Since I lauded Seattle’s Initiative 91 recently for its influence on getting the city to strike a hard bargain with would-be arena developers, I should probably also note that the language of the initiative itself kind of sucks. Declaring that any public sports subsidies need to provide a return on taxpayer investment equal to the rate provided by a treasury bill sounded simple at the time, but when you don’t define “investment” (is it just upfront cash, or money over time, or tax breaks?), the math breaks down to the point where nobody knows anything anymore.
This is coming up again because nobody can decide whether I-91 should apply to Oak View Group’s plan to renovate KeyArena, since there’s no actual city bonds in play, just tax breaks. That’s either an acceptable loophole or a violation of the spirit of the law, depending on which I-91 progenitor you ask:
Former city councilmember [Nick] Licata notes the city put entrepreneur Chris Hansen’s proposed-arena plan for Sodo through a detailed financial formula in 2012 before declaring it I-91 compliant. He figures the same should happen this time.
“The last time, our goal was, ‘Does it meet the intent, even if it’s not necessarily the mechanism that’s perfect?’ ” Licata said. “You can calculate that.”
But Van Dyk, onetime leader of the activist group Citizens for More Important Things, said the biggest test of I-91 already was met during a Request for Proposals phase and the drafting of a Memorandum of Understanding (MOU) that had input from various community leaders and groups.
“I’m just glad to see them spending a lot of their money,” he said of OVG. “Because there was an open, transparent, public-bidding process … I think the probability that the public was snookered is extremely low.”

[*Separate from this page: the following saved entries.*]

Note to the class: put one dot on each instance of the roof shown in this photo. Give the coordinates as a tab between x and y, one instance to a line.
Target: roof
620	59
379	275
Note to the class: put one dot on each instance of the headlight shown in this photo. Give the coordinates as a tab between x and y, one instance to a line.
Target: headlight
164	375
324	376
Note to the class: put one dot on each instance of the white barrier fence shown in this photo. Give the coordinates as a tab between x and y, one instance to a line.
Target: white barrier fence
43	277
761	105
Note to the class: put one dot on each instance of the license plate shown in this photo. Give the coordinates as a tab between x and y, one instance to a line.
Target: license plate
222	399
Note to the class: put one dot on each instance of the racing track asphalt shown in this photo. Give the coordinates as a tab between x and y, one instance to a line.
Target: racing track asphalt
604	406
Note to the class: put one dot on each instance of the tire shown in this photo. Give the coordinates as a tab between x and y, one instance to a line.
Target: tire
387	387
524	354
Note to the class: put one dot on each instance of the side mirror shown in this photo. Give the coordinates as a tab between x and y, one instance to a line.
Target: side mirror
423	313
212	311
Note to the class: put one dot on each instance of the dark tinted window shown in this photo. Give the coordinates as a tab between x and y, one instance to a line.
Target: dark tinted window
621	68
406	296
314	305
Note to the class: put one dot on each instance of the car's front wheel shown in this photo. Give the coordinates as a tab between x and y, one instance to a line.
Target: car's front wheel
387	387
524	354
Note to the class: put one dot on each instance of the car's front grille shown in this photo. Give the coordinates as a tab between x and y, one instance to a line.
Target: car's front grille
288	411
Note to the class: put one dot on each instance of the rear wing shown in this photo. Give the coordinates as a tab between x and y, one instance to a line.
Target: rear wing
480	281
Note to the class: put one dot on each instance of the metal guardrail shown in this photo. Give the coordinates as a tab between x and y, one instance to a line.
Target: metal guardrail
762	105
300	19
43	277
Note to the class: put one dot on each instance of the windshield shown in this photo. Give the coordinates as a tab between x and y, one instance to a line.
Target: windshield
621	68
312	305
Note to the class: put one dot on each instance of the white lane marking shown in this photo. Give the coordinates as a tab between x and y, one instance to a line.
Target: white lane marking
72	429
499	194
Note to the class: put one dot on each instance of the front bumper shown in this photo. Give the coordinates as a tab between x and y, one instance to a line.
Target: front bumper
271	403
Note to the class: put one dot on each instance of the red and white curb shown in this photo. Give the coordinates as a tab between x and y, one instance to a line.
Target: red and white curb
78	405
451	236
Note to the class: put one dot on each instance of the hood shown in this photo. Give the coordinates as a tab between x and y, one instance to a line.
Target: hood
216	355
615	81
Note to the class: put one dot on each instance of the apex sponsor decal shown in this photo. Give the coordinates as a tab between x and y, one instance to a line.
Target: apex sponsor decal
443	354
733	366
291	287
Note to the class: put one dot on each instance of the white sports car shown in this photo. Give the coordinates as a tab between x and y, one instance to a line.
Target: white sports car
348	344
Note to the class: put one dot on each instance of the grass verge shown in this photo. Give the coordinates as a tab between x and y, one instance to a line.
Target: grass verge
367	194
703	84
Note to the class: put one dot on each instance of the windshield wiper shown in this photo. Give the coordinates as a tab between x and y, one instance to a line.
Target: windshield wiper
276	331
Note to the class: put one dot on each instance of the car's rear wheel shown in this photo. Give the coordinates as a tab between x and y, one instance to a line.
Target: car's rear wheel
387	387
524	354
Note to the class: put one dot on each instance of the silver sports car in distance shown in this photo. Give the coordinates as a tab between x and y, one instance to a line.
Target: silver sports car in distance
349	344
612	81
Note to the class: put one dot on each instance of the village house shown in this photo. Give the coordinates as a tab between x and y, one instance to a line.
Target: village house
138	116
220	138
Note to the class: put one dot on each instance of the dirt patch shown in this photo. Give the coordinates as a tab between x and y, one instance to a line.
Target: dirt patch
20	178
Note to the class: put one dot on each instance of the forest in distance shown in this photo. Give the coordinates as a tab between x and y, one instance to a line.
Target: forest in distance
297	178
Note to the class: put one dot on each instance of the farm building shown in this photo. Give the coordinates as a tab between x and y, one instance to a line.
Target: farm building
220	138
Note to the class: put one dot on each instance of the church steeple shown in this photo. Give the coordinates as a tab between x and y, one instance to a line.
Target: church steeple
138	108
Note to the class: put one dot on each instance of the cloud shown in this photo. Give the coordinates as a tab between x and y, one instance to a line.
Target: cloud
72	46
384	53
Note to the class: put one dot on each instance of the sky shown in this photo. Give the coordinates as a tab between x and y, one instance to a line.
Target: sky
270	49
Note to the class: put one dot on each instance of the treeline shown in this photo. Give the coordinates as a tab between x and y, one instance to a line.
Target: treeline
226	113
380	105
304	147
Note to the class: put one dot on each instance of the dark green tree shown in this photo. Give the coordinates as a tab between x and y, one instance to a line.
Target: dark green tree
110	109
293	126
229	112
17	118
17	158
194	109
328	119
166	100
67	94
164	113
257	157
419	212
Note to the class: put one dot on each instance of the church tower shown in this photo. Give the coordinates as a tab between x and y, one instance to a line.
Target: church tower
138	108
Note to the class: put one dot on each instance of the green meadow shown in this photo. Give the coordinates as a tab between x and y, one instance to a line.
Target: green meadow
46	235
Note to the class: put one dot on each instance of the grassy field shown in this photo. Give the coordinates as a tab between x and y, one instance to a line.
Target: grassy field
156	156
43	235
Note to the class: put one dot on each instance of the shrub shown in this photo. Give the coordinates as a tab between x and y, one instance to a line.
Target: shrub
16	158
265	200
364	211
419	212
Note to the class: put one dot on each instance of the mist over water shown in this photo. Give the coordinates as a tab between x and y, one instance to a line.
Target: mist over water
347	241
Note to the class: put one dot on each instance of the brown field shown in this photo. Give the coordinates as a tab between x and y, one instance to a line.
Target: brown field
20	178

In the end, it probably doesn’t matter much: The amount of public money at stake is low enough, and the wording of I-91 is loosey-goosey enough, that there’s probably a way to rule that the OVG plan meets its standards, just as Chris Hansen’s SoDo arena plan was determined to despite involving a bunch of public money. (The trick is mostly in assigning lots of value to “new” tax revenues that are projected to result from an arena, which is a handwavy enough notion that you can cook a lot of books with it without outright lying.) I-91 showed that establishing the principle that taxpayers shouldn’t take a bath on sports subsidy deals can be hugely valuable for holding the line on team owner demands — just as we’re seeing right now in Calgary — but we have a long way to go in figuring out how to make these restrictions into legally enforceable documents. “You can’t just change the letter of the law, you have to change the culture” is a pretty good credo for all occasions, but it’s always nice to have another reminder.